Jesus describes Gehenna as where “the worms that eat them do not die, and the fire is not quenched.” (Mark 9:47-48). This is a quote from Isaiah 66:24, which describes the final judgment. In John’s vision he describes the ‘second (ultimate) death’ as a “fiery lake of burning sulfur” (Revelation 21:8). These verses do not tell us where; they use dramatic language to describe how final and complete the final judgment will be.

Because the authors of scripture, inspired by God, use figurative language to describe the experience of final judgment, we need to be very careful when we try to specify what it is, and where it is. It is my belief that whatever is meant by ‘Gehenna’ and ‘Hades’, it is not located in God’s ‘very good’ creation, either in the heavens above or on the earth or under the earth. In the beginning God created the heavens and the earth. There is no mention of God creating a third area called hell. The final judgment is being removed from God’s good creation, not sent to another part of it. I have no idea where ‘hell’ is because I think it is a confusing and misleading question.

Hell is not a word in the bible; it is an English translation of Sheol (the Jewish concept of the grave), Gehenna (an actual place outside of Jerusalem where garbage and the condemned dead were cast) and Hades and Tartarus (Greek mythology that the Jews adopted to describe the final judgment).

I prefer to speak of ‘final judgment’ rather than hell. I do believe in a final judgment, and I do believe that not everyone will enter the new creation. But we stand on the other side of centuries of graphic and speculative imaginings about hell (like Dante’s Inferno) based on literalistic readings of visions, symbols, images and metaphors in the bible that were not meant to literally describe the final judgment but to impress on us the seriousness of the final judgment. If someone asks me if I believe in ‘hell’, all I can say is that I believe in whatever Jesus meant when He referred to Gehenna and Hades, and not what subsequent generations of believers have imagined that to mean.

There are many that say they have been to heaven and back (there are books and movies).  How is this possible?
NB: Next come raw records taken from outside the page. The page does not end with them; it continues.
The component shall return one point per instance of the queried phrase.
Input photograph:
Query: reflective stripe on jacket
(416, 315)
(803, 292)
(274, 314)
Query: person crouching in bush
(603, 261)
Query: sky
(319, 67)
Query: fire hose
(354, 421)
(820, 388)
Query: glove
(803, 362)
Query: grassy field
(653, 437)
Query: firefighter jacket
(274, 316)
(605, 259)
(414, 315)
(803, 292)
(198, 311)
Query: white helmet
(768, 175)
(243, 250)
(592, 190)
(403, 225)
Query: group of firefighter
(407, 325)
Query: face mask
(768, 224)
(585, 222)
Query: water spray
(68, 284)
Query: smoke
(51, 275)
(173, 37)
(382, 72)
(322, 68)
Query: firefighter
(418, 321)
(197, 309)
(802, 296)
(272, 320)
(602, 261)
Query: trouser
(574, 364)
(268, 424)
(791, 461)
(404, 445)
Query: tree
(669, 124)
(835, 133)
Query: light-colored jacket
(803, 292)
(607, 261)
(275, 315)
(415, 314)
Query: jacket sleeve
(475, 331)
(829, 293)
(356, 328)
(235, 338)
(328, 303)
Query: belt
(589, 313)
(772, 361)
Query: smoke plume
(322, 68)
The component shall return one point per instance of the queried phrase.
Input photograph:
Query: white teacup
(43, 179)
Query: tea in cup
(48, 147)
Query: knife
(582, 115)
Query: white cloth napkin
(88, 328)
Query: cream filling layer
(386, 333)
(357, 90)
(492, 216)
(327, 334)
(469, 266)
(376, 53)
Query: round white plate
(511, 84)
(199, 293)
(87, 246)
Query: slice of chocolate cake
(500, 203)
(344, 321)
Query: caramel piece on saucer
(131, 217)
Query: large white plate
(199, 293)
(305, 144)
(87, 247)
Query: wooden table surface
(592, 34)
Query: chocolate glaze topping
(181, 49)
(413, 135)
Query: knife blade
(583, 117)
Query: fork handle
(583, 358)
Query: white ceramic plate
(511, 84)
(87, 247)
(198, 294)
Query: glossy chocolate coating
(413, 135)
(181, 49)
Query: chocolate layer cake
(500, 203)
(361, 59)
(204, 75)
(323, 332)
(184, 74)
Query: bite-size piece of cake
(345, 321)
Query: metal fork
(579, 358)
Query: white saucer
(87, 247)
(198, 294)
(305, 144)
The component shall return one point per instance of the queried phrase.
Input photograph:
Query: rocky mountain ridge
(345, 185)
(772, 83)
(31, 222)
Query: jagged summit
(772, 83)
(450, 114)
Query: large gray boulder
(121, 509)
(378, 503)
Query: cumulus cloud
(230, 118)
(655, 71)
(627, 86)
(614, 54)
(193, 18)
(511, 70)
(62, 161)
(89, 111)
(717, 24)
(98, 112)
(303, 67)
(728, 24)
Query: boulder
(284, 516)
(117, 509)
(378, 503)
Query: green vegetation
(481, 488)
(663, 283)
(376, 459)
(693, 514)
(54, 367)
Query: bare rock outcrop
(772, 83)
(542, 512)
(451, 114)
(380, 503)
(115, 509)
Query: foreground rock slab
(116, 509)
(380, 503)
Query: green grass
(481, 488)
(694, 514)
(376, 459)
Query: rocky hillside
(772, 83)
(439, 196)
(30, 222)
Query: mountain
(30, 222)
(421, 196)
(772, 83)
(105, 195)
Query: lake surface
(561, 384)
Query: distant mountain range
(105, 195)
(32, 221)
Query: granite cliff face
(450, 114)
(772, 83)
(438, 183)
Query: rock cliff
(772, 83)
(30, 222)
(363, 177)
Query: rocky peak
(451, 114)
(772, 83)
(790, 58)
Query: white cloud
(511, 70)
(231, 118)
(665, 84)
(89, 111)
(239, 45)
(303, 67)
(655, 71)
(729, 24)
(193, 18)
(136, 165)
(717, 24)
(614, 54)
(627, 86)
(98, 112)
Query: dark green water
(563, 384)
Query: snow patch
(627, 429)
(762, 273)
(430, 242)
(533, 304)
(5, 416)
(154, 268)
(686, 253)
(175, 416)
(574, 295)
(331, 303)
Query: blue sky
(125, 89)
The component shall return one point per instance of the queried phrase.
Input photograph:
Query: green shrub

You hear before people die they see “the Light”, with the thinking of the new earth being heaven, how is this? What is this?

There really is no way to answer this. These are unprovable experiences which some sadly have made up. Perhaps some have true experiences, but we will never know. I do not reject them, but neither do I put much weight on them. Paul describes his own ‘heavenly experience’ (2 Corinthians 12:1-10). We do not need to affirm or deny these stories, they can stay on the shelf as interesting possibilities that may or may not reflect what the truth says, but we should not treat them as authoritative.

One Comment

  1. Great article, learned a lot! Wish I had been there!
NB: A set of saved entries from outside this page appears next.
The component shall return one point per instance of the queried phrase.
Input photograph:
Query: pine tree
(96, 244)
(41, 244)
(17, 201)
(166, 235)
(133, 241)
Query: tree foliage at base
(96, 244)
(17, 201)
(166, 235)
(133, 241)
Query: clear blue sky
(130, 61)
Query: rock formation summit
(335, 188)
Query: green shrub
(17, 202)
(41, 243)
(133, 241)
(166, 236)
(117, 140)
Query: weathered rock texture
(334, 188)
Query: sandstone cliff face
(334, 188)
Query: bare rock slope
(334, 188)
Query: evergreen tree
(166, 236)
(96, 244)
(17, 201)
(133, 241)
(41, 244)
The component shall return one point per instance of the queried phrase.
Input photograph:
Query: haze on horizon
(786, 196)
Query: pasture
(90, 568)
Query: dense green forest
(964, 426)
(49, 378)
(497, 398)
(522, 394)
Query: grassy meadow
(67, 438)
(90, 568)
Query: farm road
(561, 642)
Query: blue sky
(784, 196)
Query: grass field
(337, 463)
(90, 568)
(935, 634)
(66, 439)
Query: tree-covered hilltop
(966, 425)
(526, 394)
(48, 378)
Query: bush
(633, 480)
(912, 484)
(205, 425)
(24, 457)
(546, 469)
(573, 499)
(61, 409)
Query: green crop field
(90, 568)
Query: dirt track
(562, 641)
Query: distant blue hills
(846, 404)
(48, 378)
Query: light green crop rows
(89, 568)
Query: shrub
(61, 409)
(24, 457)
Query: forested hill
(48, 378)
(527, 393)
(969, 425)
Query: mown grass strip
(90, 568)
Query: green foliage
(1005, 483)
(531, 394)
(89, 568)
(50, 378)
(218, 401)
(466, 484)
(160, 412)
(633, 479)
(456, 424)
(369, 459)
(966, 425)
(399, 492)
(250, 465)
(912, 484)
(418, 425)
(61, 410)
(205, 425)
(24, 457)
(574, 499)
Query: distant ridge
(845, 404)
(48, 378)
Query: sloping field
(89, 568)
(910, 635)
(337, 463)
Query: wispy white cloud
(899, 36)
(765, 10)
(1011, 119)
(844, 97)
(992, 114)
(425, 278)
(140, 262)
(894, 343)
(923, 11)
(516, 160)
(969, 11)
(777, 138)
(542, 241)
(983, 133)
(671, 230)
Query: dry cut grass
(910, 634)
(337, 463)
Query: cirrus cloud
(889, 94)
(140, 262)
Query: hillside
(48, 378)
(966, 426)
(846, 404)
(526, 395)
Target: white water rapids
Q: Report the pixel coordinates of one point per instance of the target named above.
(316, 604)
    Your second question was a point of great conversation for me at Tyndale – I’ve always believed that God is the God of not just our Earth, but of the entire Cosmos. A Being of such magnitude could not be inside the dimension of time, so if we go to “be with God” after death, holding pattern or not, would we no longer be confined within the mortal understanding of linear time-flow?

    Perhaps its possible that the moment after death, we are with the Lord on judgement day, the second coming, and New Earth. And we arrive there the same moment our ancestors from millennia ago arrive, with no sense of “holding pattern” or a purgatorial state.

    The revelations of Revelations 6 has thrown me for a loop in the past regarding the “wait a little longer”, but I like how you put it – it is a vision, meant to illustrate our eschatology and intentionally revealed so that we may read and quote it for 1000s of years. After all, in Moses’ vision of Genesis, God didn’t feel the need to mention microbiology or powering the stars via nuclear fusion. Perhaps “wait a little longer” was as much for us as those souls “under the altar”.